Buna göre ahlâk kelimesi lugatta huylar, seciyeler, insanın mânevi yapısını belirleyen özellikler gibi mânâlara gelir.
Terim olarak ahlâk:
İslâm âlimlerince yapılan ve en beğenileni İmam Gazalî’nin tarifidir ve şöyledir: “Ahlâk, insan nefsinde yerleşen öyle bir heyet (meleke)dir ki, fiiller hiçbir zorlama olmaksızın, düşünüp, taşınmadan, bu meleke sayesinde kolaylıkla ve rahatlıkla ortaya çıkar.” 1400
Bu tarifin tahlili, bizi ahlâkın mâhiyeti hakkında aşağıdaki sonuçlara götürmektedir:
Ahlâk, insanın işlediği fiil ve davranışlardan ziyade, bu davranışların kaynağı olan, onları meydana getiren mânevî kabiliyetler kompleksini (Gazalî’nin tarifi ile hey’eti) ifade eder. Buna göre ahlâkî davranışlar, ahlâkın kendisi olmayıp, onun bir sonucu ve tezâhürüdür. Hz. Peygamber (s.a.s.)’in belirttiği gibi “Ameller niyetlere göredir.’ 1401
Ahlâk, sadece iyi huylar ve kabiliyetler mânâsına gelmez. Kelimenin asıl mânâsı ile iyi ve kötü huyların hepsine birden ahlâk denir. Kendisinde iyi huylar geliştirmiş olana “iyi ahlâklı” denir. Kötü huylar geliştirmiş olana da “kötü ahlâklı” denir. Şu halde esasen ahlâksız insan yoktur. Bununla beraber, iyi huylu ve davranışlı insan sadece “ahlâklı”, böyle olmayan için de “ahlâksız” tâbirleri galat-ı meşhurdur (yanlış olmasına rağmen herkes tarafından kullanılan ifade).
Ahlâk, insanda gelip geçici bir hal olmayıp, onun mânevî yapısında yerleşen, bir meleke halini alan yatkınlık ve kabiliyetler bütünüdür. Hz. Peygamber (s.a.s.):
“Amellerin en hayırlısı, az da olsa devamlı olanıdır.” 1402 buyurmuştur.

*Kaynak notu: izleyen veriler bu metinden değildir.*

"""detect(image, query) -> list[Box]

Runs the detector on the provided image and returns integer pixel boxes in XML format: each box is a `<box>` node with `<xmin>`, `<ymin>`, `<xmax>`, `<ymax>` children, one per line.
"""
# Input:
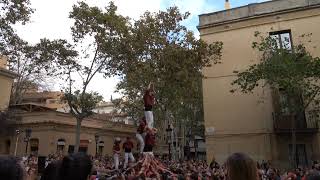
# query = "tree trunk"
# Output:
<box><xmin>291</xmin><ymin>116</ymin><xmax>297</xmax><ymax>168</ymax></box>
<box><xmin>74</xmin><ymin>118</ymin><xmax>82</xmax><ymax>153</ymax></box>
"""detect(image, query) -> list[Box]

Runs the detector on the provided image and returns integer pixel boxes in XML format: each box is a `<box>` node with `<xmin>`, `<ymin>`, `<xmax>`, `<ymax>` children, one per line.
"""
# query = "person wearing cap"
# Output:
<box><xmin>143</xmin><ymin>128</ymin><xmax>157</xmax><ymax>154</ymax></box>
<box><xmin>136</xmin><ymin>117</ymin><xmax>147</xmax><ymax>153</ymax></box>
<box><xmin>122</xmin><ymin>137</ymin><xmax>135</xmax><ymax>169</ymax></box>
<box><xmin>143</xmin><ymin>83</ymin><xmax>155</xmax><ymax>128</ymax></box>
<box><xmin>113</xmin><ymin>138</ymin><xmax>121</xmax><ymax>170</ymax></box>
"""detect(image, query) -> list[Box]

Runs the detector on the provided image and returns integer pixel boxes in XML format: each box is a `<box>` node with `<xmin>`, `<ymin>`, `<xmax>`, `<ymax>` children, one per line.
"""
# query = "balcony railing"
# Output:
<box><xmin>273</xmin><ymin>111</ymin><xmax>320</xmax><ymax>133</ymax></box>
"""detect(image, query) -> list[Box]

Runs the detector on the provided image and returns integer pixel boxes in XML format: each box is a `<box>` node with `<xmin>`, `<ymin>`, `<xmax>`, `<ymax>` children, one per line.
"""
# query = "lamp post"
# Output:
<box><xmin>185</xmin><ymin>130</ymin><xmax>191</xmax><ymax>160</ymax></box>
<box><xmin>14</xmin><ymin>129</ymin><xmax>20</xmax><ymax>156</ymax></box>
<box><xmin>94</xmin><ymin>134</ymin><xmax>99</xmax><ymax>156</ymax></box>
<box><xmin>24</xmin><ymin>129</ymin><xmax>32</xmax><ymax>155</ymax></box>
<box><xmin>166</xmin><ymin>124</ymin><xmax>172</xmax><ymax>161</ymax></box>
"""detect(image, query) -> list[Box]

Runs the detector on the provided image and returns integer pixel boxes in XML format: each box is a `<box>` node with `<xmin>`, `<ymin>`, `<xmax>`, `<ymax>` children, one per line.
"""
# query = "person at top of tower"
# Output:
<box><xmin>136</xmin><ymin>117</ymin><xmax>147</xmax><ymax>153</ymax></box>
<box><xmin>143</xmin><ymin>128</ymin><xmax>157</xmax><ymax>153</ymax></box>
<box><xmin>143</xmin><ymin>83</ymin><xmax>155</xmax><ymax>128</ymax></box>
<box><xmin>122</xmin><ymin>137</ymin><xmax>135</xmax><ymax>169</ymax></box>
<box><xmin>113</xmin><ymin>137</ymin><xmax>121</xmax><ymax>170</ymax></box>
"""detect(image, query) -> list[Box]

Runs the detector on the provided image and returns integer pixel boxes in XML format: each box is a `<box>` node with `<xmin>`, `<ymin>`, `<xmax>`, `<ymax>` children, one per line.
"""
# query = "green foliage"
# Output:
<box><xmin>113</xmin><ymin>7</ymin><xmax>222</xmax><ymax>136</ymax></box>
<box><xmin>1</xmin><ymin>37</ymin><xmax>77</xmax><ymax>104</ymax></box>
<box><xmin>232</xmin><ymin>33</ymin><xmax>320</xmax><ymax>111</ymax></box>
<box><xmin>62</xmin><ymin>90</ymin><xmax>103</xmax><ymax>119</ymax></box>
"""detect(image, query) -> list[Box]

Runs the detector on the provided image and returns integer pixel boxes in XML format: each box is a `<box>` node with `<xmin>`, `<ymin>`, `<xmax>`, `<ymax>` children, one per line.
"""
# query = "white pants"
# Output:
<box><xmin>123</xmin><ymin>153</ymin><xmax>135</xmax><ymax>169</ymax></box>
<box><xmin>144</xmin><ymin>111</ymin><xmax>153</xmax><ymax>128</ymax></box>
<box><xmin>113</xmin><ymin>154</ymin><xmax>119</xmax><ymax>170</ymax></box>
<box><xmin>136</xmin><ymin>134</ymin><xmax>144</xmax><ymax>153</ymax></box>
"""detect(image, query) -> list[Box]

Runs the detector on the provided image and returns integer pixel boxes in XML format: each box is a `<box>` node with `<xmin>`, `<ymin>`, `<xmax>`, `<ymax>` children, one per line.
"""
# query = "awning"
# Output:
<box><xmin>98</xmin><ymin>141</ymin><xmax>104</xmax><ymax>147</ymax></box>
<box><xmin>79</xmin><ymin>140</ymin><xmax>89</xmax><ymax>147</ymax></box>
<box><xmin>57</xmin><ymin>139</ymin><xmax>66</xmax><ymax>146</ymax></box>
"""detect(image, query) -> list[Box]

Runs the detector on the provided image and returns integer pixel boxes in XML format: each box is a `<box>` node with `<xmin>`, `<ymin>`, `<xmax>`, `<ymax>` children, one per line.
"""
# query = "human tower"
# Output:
<box><xmin>113</xmin><ymin>83</ymin><xmax>174</xmax><ymax>178</ymax></box>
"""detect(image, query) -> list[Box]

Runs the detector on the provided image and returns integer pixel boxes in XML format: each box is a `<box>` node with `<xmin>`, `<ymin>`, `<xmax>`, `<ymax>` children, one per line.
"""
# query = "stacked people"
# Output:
<box><xmin>113</xmin><ymin>83</ymin><xmax>157</xmax><ymax>170</ymax></box>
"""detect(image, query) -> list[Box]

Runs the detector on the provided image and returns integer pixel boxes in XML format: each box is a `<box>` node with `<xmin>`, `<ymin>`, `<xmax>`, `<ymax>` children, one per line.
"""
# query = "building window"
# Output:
<box><xmin>269</xmin><ymin>30</ymin><xmax>292</xmax><ymax>50</ymax></box>
<box><xmin>57</xmin><ymin>139</ymin><xmax>66</xmax><ymax>154</ymax></box>
<box><xmin>98</xmin><ymin>141</ymin><xmax>104</xmax><ymax>155</ymax></box>
<box><xmin>68</xmin><ymin>145</ymin><xmax>74</xmax><ymax>154</ymax></box>
<box><xmin>30</xmin><ymin>139</ymin><xmax>39</xmax><ymax>155</ymax></box>
<box><xmin>79</xmin><ymin>140</ymin><xmax>89</xmax><ymax>153</ymax></box>
<box><xmin>289</xmin><ymin>144</ymin><xmax>308</xmax><ymax>167</ymax></box>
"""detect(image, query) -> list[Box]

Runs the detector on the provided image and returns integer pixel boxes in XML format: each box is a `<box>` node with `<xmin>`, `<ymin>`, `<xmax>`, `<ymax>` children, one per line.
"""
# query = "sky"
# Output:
<box><xmin>16</xmin><ymin>0</ymin><xmax>266</xmax><ymax>101</ymax></box>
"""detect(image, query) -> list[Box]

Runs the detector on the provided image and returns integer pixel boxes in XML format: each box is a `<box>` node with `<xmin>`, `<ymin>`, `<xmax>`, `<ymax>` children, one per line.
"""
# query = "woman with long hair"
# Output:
<box><xmin>226</xmin><ymin>153</ymin><xmax>258</xmax><ymax>180</ymax></box>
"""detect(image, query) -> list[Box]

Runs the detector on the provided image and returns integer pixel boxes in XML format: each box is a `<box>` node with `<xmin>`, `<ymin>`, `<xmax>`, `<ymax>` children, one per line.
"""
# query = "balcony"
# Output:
<box><xmin>273</xmin><ymin>111</ymin><xmax>319</xmax><ymax>134</ymax></box>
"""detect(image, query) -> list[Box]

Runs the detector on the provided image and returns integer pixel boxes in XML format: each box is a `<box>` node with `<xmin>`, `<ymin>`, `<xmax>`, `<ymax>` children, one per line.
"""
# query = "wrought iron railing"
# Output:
<box><xmin>273</xmin><ymin>110</ymin><xmax>320</xmax><ymax>133</ymax></box>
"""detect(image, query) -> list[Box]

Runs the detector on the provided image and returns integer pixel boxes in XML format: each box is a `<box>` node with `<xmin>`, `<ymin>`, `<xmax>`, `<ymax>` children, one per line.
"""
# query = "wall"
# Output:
<box><xmin>200</xmin><ymin>8</ymin><xmax>320</xmax><ymax>165</ymax></box>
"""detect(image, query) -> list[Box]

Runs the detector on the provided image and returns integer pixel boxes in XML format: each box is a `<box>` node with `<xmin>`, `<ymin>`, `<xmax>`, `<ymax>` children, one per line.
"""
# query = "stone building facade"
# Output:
<box><xmin>0</xmin><ymin>104</ymin><xmax>136</xmax><ymax>156</ymax></box>
<box><xmin>198</xmin><ymin>0</ymin><xmax>320</xmax><ymax>167</ymax></box>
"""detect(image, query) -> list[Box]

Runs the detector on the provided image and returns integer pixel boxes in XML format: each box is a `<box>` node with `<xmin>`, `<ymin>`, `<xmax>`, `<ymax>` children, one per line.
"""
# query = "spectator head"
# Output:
<box><xmin>306</xmin><ymin>171</ymin><xmax>320</xmax><ymax>180</ymax></box>
<box><xmin>226</xmin><ymin>153</ymin><xmax>258</xmax><ymax>180</ymax></box>
<box><xmin>0</xmin><ymin>156</ymin><xmax>24</xmax><ymax>180</ymax></box>
<box><xmin>41</xmin><ymin>161</ymin><xmax>61</xmax><ymax>180</ymax></box>
<box><xmin>58</xmin><ymin>153</ymin><xmax>92</xmax><ymax>180</ymax></box>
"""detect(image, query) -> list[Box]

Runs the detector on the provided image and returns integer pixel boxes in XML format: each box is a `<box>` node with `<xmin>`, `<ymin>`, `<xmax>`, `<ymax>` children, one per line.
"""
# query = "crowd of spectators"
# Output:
<box><xmin>0</xmin><ymin>153</ymin><xmax>320</xmax><ymax>180</ymax></box>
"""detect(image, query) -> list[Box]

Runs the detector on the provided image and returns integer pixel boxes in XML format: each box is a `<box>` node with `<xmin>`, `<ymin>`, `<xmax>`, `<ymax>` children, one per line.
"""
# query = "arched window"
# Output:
<box><xmin>57</xmin><ymin>139</ymin><xmax>66</xmax><ymax>154</ymax></box>
<box><xmin>79</xmin><ymin>140</ymin><xmax>89</xmax><ymax>153</ymax></box>
<box><xmin>30</xmin><ymin>138</ymin><xmax>39</xmax><ymax>155</ymax></box>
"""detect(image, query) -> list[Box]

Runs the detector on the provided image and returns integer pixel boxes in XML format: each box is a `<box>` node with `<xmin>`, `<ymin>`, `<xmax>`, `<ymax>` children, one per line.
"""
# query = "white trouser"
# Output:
<box><xmin>144</xmin><ymin>111</ymin><xmax>153</xmax><ymax>128</ymax></box>
<box><xmin>113</xmin><ymin>153</ymin><xmax>119</xmax><ymax>170</ymax></box>
<box><xmin>136</xmin><ymin>134</ymin><xmax>144</xmax><ymax>153</ymax></box>
<box><xmin>123</xmin><ymin>153</ymin><xmax>135</xmax><ymax>169</ymax></box>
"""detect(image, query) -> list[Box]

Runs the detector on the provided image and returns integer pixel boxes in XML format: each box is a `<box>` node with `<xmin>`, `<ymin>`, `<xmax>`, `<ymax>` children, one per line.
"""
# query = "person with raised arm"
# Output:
<box><xmin>143</xmin><ymin>83</ymin><xmax>155</xmax><ymax>128</ymax></box>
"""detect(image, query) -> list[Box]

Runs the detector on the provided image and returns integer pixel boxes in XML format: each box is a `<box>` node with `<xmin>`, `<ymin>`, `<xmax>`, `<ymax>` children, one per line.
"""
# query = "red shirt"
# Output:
<box><xmin>137</xmin><ymin>120</ymin><xmax>147</xmax><ymax>134</ymax></box>
<box><xmin>122</xmin><ymin>140</ymin><xmax>133</xmax><ymax>152</ymax></box>
<box><xmin>143</xmin><ymin>90</ymin><xmax>155</xmax><ymax>107</ymax></box>
<box><xmin>113</xmin><ymin>143</ymin><xmax>120</xmax><ymax>153</ymax></box>
<box><xmin>145</xmin><ymin>133</ymin><xmax>156</xmax><ymax>146</ymax></box>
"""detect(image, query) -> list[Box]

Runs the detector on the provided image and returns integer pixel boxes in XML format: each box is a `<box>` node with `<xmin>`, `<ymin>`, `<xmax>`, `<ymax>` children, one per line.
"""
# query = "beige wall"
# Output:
<box><xmin>0</xmin><ymin>71</ymin><xmax>13</xmax><ymax>111</ymax></box>
<box><xmin>200</xmin><ymin>8</ymin><xmax>320</xmax><ymax>162</ymax></box>
<box><xmin>0</xmin><ymin>110</ymin><xmax>136</xmax><ymax>156</ymax></box>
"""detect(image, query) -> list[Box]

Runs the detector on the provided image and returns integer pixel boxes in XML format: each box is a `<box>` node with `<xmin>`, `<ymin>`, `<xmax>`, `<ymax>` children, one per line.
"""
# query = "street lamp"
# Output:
<box><xmin>24</xmin><ymin>129</ymin><xmax>32</xmax><ymax>155</ymax></box>
<box><xmin>185</xmin><ymin>130</ymin><xmax>191</xmax><ymax>160</ymax></box>
<box><xmin>166</xmin><ymin>124</ymin><xmax>172</xmax><ymax>161</ymax></box>
<box><xmin>94</xmin><ymin>134</ymin><xmax>99</xmax><ymax>156</ymax></box>
<box><xmin>14</xmin><ymin>129</ymin><xmax>20</xmax><ymax>156</ymax></box>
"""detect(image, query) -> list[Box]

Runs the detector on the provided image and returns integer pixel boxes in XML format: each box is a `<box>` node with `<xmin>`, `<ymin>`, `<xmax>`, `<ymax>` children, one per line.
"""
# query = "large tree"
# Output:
<box><xmin>113</xmin><ymin>7</ymin><xmax>222</xmax><ymax>150</ymax></box>
<box><xmin>232</xmin><ymin>32</ymin><xmax>320</xmax><ymax>166</ymax></box>
<box><xmin>63</xmin><ymin>2</ymin><xmax>129</xmax><ymax>151</ymax></box>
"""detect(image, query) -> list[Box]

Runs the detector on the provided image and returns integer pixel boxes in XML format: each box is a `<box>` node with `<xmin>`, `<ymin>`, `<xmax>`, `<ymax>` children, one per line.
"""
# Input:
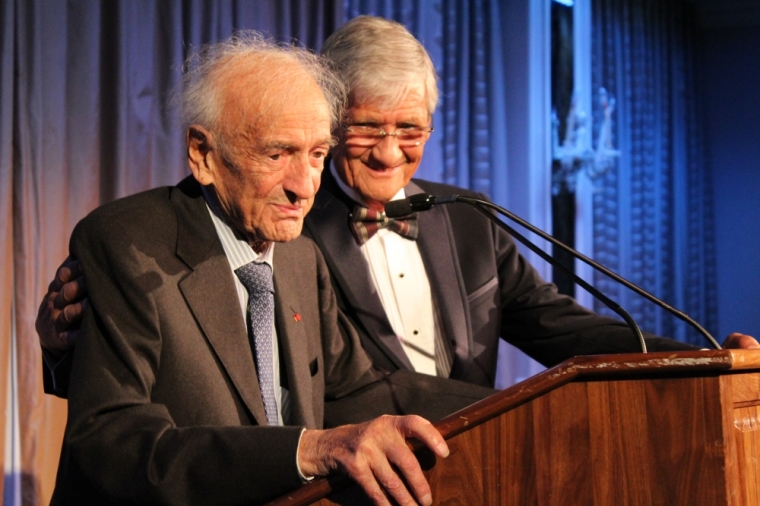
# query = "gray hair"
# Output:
<box><xmin>322</xmin><ymin>16</ymin><xmax>438</xmax><ymax>115</ymax></box>
<box><xmin>174</xmin><ymin>30</ymin><xmax>346</xmax><ymax>160</ymax></box>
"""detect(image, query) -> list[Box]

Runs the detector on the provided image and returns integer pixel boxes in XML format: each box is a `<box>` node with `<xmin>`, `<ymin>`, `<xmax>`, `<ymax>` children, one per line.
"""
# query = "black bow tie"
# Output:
<box><xmin>351</xmin><ymin>206</ymin><xmax>419</xmax><ymax>246</ymax></box>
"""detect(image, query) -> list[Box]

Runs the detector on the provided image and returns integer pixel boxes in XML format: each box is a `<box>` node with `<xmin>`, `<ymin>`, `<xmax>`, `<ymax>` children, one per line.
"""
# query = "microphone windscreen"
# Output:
<box><xmin>385</xmin><ymin>199</ymin><xmax>414</xmax><ymax>218</ymax></box>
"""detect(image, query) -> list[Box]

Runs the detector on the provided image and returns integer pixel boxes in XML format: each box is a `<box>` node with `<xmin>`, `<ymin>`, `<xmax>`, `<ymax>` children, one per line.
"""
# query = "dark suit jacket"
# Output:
<box><xmin>53</xmin><ymin>179</ymin><xmax>492</xmax><ymax>505</ymax></box>
<box><xmin>304</xmin><ymin>171</ymin><xmax>694</xmax><ymax>386</ymax></box>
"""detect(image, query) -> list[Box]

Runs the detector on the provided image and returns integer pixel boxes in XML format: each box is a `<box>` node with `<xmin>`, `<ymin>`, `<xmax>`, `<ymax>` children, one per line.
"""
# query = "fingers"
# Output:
<box><xmin>34</xmin><ymin>258</ymin><xmax>88</xmax><ymax>353</ymax></box>
<box><xmin>299</xmin><ymin>416</ymin><xmax>440</xmax><ymax>506</ymax></box>
<box><xmin>396</xmin><ymin>416</ymin><xmax>449</xmax><ymax>458</ymax></box>
<box><xmin>723</xmin><ymin>332</ymin><xmax>760</xmax><ymax>350</ymax></box>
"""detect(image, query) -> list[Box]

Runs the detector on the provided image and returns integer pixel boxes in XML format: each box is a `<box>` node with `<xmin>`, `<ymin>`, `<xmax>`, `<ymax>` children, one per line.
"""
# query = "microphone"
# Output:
<box><xmin>385</xmin><ymin>194</ymin><xmax>722</xmax><ymax>353</ymax></box>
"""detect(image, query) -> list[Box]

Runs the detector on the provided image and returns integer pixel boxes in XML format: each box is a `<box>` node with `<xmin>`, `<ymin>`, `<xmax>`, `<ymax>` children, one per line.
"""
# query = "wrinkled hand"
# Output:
<box><xmin>298</xmin><ymin>415</ymin><xmax>449</xmax><ymax>506</ymax></box>
<box><xmin>723</xmin><ymin>332</ymin><xmax>760</xmax><ymax>350</ymax></box>
<box><xmin>34</xmin><ymin>257</ymin><xmax>88</xmax><ymax>355</ymax></box>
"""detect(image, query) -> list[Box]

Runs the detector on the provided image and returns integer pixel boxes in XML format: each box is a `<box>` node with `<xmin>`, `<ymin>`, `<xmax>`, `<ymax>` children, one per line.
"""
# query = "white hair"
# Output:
<box><xmin>175</xmin><ymin>30</ymin><xmax>346</xmax><ymax>160</ymax></box>
<box><xmin>322</xmin><ymin>16</ymin><xmax>438</xmax><ymax>116</ymax></box>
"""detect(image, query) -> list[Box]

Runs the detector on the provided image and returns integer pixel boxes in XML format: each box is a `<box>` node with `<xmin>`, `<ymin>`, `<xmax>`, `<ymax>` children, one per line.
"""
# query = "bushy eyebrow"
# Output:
<box><xmin>261</xmin><ymin>136</ymin><xmax>338</xmax><ymax>151</ymax></box>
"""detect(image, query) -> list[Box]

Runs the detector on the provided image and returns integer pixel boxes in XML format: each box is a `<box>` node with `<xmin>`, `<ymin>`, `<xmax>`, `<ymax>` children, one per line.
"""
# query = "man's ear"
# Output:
<box><xmin>185</xmin><ymin>125</ymin><xmax>216</xmax><ymax>186</ymax></box>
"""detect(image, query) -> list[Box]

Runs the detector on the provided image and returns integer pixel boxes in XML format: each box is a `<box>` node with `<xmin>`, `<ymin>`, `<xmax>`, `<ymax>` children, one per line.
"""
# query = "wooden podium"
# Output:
<box><xmin>271</xmin><ymin>350</ymin><xmax>760</xmax><ymax>506</ymax></box>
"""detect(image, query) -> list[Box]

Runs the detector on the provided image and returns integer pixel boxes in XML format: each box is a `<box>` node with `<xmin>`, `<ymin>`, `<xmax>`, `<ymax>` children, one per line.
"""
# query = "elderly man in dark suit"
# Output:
<box><xmin>53</xmin><ymin>32</ymin><xmax>492</xmax><ymax>504</ymax></box>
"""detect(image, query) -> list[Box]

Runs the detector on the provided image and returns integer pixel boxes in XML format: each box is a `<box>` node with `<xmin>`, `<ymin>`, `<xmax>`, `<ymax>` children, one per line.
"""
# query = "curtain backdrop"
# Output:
<box><xmin>592</xmin><ymin>0</ymin><xmax>722</xmax><ymax>346</ymax></box>
<box><xmin>0</xmin><ymin>0</ymin><xmax>550</xmax><ymax>506</ymax></box>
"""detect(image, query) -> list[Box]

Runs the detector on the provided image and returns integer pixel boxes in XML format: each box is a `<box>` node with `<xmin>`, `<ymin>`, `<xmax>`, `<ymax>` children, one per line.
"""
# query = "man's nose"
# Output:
<box><xmin>372</xmin><ymin>135</ymin><xmax>405</xmax><ymax>167</ymax></box>
<box><xmin>283</xmin><ymin>156</ymin><xmax>319</xmax><ymax>202</ymax></box>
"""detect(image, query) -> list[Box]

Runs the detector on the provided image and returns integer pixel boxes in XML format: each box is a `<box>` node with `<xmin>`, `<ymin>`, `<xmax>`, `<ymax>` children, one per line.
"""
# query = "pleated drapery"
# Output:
<box><xmin>592</xmin><ymin>0</ymin><xmax>717</xmax><ymax>346</ymax></box>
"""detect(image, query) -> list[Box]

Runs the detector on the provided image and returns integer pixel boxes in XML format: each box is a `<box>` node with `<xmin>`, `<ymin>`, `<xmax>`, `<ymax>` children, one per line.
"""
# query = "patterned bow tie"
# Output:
<box><xmin>351</xmin><ymin>206</ymin><xmax>419</xmax><ymax>246</ymax></box>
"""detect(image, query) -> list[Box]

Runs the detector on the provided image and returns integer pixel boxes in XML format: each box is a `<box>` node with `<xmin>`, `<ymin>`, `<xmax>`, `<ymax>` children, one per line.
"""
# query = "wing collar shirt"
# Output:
<box><xmin>330</xmin><ymin>164</ymin><xmax>440</xmax><ymax>376</ymax></box>
<box><xmin>202</xmin><ymin>187</ymin><xmax>290</xmax><ymax>425</ymax></box>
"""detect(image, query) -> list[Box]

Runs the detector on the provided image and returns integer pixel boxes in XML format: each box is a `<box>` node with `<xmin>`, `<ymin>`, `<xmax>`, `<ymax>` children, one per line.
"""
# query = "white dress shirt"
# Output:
<box><xmin>330</xmin><ymin>164</ymin><xmax>437</xmax><ymax>376</ymax></box>
<box><xmin>204</xmin><ymin>192</ymin><xmax>290</xmax><ymax>425</ymax></box>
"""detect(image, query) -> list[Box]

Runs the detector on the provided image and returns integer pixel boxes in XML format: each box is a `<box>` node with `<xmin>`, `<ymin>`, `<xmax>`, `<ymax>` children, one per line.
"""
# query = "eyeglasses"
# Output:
<box><xmin>341</xmin><ymin>125</ymin><xmax>433</xmax><ymax>147</ymax></box>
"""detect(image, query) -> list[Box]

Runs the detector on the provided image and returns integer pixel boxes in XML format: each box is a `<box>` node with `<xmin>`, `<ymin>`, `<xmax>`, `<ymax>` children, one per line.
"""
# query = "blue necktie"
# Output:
<box><xmin>235</xmin><ymin>262</ymin><xmax>279</xmax><ymax>425</ymax></box>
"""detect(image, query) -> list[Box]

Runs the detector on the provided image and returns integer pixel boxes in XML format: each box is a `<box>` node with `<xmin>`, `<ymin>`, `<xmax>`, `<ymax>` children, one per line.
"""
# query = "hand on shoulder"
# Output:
<box><xmin>34</xmin><ymin>257</ymin><xmax>88</xmax><ymax>355</ymax></box>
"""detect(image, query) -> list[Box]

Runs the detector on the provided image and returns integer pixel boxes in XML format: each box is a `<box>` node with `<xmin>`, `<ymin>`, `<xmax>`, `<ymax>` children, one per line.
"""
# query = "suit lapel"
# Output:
<box><xmin>172</xmin><ymin>178</ymin><xmax>267</xmax><ymax>425</ymax></box>
<box><xmin>273</xmin><ymin>244</ymin><xmax>322</xmax><ymax>427</ymax></box>
<box><xmin>404</xmin><ymin>182</ymin><xmax>472</xmax><ymax>377</ymax></box>
<box><xmin>305</xmin><ymin>172</ymin><xmax>413</xmax><ymax>370</ymax></box>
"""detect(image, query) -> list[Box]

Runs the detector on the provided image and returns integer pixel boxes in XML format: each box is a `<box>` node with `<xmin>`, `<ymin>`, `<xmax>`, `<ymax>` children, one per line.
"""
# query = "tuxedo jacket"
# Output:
<box><xmin>52</xmin><ymin>178</ymin><xmax>492</xmax><ymax>505</ymax></box>
<box><xmin>304</xmin><ymin>171</ymin><xmax>694</xmax><ymax>386</ymax></box>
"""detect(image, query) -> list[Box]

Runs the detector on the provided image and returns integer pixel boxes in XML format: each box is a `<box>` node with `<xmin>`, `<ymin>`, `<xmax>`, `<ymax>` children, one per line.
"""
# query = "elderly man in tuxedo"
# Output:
<box><xmin>37</xmin><ymin>16</ymin><xmax>758</xmax><ymax>400</ymax></box>
<box><xmin>48</xmin><ymin>34</ymin><xmax>498</xmax><ymax>505</ymax></box>
<box><xmin>304</xmin><ymin>16</ymin><xmax>757</xmax><ymax>386</ymax></box>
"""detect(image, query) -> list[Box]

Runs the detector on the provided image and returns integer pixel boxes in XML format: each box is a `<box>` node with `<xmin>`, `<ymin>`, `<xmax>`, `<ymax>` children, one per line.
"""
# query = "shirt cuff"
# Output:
<box><xmin>296</xmin><ymin>428</ymin><xmax>315</xmax><ymax>483</ymax></box>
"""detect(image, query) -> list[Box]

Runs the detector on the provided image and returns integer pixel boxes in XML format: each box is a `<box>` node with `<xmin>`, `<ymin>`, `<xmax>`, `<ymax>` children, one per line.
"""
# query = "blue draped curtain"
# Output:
<box><xmin>592</xmin><ymin>0</ymin><xmax>717</xmax><ymax>345</ymax></box>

Ahlâk, insanı düşünüp taşınmaya herhangi bir baskı ve zorlamaya gerek kalmaksızın vazifeyi rahatlıkla ve memnuniyetle yapamaya sevkeder. Riyâ, korku, menfaat temini gibi sebeplerle yapılan davranışlar, güzel ahlâk sınıfına girmez.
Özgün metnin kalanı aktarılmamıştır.